Besides its apparent purpose of helping individuals lose weight, bariatric surgery can also reduce risks for type 2 diabetes.
In a new study published in The Lancet Diabetes & Endocrinology on Nov. 3, Martin Gulliford from the King's College London, UK, and colleagues sought to assess the effects of weight loss surgery on a person's odds of developing type 2 Diabetes.
The researchers involved 2,167 individuals who were not diagnosed with diabetes at the start of the study and who underwent at least one of three surgical weight loss procedures which include sleeve gastrectomy, laparoscopic adjustable banding, and gastric bypass.
These participants were then compared with 2,167 other individuals with similar age, body mass index, gender and glucose control without diabetes and who did not undergo any weight loss surgery or other obesity treatments.
Gulliford and colleagues followed the participants for up to seven years and found that those who underwent bariatric surgery had 80 percent reduced odds of developing diabetes than those who did not undergo weight loss surgery regardless of factors such as cholesterol levels, blood pressure and smoking.
Of those who did not undergo weight loss surgery, 117 were diagnosed with diabetes while those who underwent any of the three bariatric procedures only had 38 diagnoses.
"Our study is perhaps the first large-scale pragmatic study to assess the effect of current bariatric surgical procedures on diabetes incidence in the context of usual care settings," the researchers wrote. "Even in patients seen in routine clinical practice, our results show that modern bariatric surgical procedures have particular effectiveness for diabetes prevention in obese patients."
Being overweight or obese increases a person's likelihood of developing Type 2 Diabetes.
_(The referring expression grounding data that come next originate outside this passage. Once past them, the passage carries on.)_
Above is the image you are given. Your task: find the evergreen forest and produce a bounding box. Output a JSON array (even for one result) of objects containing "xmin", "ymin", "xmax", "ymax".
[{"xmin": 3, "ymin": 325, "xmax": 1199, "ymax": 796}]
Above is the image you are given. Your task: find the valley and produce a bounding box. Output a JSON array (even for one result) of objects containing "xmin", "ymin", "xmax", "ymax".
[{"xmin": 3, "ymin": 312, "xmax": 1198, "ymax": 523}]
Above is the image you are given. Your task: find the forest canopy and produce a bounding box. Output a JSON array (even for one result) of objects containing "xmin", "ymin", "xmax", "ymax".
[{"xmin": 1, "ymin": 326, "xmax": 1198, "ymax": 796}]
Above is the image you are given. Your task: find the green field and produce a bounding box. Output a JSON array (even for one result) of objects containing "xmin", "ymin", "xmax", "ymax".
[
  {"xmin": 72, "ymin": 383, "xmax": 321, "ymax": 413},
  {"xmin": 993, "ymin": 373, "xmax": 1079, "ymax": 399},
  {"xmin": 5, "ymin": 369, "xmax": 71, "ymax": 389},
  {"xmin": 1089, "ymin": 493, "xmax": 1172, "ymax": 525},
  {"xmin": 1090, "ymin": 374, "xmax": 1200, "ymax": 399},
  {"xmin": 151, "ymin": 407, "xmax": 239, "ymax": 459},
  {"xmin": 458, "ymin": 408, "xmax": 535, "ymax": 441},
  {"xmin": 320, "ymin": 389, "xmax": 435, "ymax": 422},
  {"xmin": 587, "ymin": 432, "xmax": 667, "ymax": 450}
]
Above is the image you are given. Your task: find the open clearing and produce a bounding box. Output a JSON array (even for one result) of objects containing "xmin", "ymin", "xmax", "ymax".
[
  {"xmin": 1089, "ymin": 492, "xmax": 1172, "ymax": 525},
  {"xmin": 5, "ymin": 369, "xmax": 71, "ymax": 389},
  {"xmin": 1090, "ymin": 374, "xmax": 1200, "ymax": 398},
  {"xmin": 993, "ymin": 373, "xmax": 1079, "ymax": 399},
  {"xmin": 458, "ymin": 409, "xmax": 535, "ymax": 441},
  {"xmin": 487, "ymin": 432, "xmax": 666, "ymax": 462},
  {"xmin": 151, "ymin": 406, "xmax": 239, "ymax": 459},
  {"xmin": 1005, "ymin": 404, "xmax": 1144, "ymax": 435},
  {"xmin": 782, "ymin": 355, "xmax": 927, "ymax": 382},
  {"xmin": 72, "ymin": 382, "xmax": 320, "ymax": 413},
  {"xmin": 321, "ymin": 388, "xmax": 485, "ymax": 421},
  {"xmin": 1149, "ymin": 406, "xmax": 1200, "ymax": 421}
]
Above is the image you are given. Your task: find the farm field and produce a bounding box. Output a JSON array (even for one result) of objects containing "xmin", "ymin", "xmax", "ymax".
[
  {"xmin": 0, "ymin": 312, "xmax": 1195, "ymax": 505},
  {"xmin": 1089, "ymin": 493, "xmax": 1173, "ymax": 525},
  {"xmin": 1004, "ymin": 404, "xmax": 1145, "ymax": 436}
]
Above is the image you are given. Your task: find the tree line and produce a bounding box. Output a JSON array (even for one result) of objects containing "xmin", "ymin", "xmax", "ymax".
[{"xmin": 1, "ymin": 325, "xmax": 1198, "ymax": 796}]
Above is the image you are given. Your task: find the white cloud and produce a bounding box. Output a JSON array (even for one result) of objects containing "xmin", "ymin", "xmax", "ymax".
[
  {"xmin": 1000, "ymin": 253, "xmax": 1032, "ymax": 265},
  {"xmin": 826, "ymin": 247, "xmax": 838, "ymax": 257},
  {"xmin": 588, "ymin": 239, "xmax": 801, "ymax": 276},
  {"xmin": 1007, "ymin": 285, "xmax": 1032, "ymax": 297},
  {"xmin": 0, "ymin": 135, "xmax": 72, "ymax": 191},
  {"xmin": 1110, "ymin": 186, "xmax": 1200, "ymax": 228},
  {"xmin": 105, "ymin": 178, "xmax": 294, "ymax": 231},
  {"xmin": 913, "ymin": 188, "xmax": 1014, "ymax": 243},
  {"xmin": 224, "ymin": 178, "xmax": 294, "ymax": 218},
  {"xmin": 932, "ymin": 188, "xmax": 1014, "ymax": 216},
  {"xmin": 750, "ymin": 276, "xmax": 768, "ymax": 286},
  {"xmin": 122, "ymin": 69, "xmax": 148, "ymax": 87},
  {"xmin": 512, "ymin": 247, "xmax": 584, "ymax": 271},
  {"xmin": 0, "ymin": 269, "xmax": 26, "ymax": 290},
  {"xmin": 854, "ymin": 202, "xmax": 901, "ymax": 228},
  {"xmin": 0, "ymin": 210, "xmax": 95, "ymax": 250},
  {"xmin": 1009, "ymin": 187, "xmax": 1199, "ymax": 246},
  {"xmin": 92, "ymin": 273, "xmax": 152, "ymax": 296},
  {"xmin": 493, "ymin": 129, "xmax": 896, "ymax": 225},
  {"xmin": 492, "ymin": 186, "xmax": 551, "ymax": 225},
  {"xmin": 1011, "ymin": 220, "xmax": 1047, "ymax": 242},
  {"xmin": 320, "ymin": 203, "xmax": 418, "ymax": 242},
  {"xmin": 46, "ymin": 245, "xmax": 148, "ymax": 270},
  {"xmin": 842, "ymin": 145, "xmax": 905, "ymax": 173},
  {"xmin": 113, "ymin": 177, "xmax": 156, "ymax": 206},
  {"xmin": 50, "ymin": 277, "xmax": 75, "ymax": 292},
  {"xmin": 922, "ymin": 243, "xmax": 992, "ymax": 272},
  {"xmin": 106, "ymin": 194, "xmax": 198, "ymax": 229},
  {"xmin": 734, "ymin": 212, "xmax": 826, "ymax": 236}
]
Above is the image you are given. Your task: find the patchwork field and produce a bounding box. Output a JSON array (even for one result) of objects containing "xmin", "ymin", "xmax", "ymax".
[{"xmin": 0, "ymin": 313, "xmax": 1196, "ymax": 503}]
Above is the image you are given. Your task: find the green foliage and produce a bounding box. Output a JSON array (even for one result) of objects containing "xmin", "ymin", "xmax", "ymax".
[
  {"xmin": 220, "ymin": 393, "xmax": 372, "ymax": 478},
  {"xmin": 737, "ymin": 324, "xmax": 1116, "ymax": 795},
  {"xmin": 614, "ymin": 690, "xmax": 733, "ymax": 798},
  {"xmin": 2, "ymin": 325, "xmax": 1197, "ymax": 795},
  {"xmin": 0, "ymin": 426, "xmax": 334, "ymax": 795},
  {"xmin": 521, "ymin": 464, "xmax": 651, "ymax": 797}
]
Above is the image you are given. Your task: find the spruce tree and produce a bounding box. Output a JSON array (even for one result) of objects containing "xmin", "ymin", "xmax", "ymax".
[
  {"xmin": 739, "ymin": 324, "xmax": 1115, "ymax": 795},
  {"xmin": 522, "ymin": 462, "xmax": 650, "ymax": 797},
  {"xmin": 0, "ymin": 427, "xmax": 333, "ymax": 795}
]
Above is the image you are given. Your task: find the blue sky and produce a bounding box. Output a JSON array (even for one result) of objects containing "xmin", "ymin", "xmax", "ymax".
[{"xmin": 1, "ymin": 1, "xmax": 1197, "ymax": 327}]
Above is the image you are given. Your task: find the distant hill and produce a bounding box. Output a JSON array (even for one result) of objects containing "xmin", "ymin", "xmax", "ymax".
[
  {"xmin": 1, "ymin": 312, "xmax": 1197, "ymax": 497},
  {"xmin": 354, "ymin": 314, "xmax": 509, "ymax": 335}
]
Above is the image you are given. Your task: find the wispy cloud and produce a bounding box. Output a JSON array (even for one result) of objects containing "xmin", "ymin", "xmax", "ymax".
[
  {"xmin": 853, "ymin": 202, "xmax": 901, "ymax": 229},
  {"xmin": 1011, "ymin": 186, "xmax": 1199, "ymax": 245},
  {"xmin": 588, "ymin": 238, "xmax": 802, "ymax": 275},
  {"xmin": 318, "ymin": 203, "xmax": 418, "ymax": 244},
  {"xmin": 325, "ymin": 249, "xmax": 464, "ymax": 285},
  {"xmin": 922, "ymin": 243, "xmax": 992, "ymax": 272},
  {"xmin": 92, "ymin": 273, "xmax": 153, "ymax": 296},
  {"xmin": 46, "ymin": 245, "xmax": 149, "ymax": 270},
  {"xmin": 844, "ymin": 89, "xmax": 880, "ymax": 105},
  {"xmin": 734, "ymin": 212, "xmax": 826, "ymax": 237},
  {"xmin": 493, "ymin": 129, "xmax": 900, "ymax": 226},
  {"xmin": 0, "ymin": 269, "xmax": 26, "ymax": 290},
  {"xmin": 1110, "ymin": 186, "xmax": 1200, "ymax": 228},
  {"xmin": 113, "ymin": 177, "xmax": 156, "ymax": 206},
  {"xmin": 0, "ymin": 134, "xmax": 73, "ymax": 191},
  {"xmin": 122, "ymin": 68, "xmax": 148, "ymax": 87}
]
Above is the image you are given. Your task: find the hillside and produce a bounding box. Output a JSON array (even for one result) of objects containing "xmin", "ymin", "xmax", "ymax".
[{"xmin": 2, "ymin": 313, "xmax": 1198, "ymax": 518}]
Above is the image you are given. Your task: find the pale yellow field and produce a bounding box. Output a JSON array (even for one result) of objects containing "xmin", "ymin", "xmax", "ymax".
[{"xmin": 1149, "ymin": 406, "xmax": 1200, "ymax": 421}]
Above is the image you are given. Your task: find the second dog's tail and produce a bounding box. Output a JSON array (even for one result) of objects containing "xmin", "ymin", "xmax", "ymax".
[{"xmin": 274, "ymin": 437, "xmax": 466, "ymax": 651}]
In adults who have the condition, over 80 percent have weight problems and health experts recommend weight loss as a means of preventing or delaying the onset of the disease.
The researchers wrote that treating obesity with lifestyle or behavioral approaches only often results in small reduction in body weight that is not often sustained. Weight loss surgery, on the other hand, is associated with substantial weight loss, reduced morbidity and improvements in the quality of a patient's life.
"Our results suggest that bariatric surgery may be a highly effective method of preventing the onset of new diabetes in men and women with severe obesity," Gulliford said. "We need to understand how weight loss surgery can be used, together with interventions to increase physical activity and promote healthy eating, as part of an overall diabetes prevention strategy."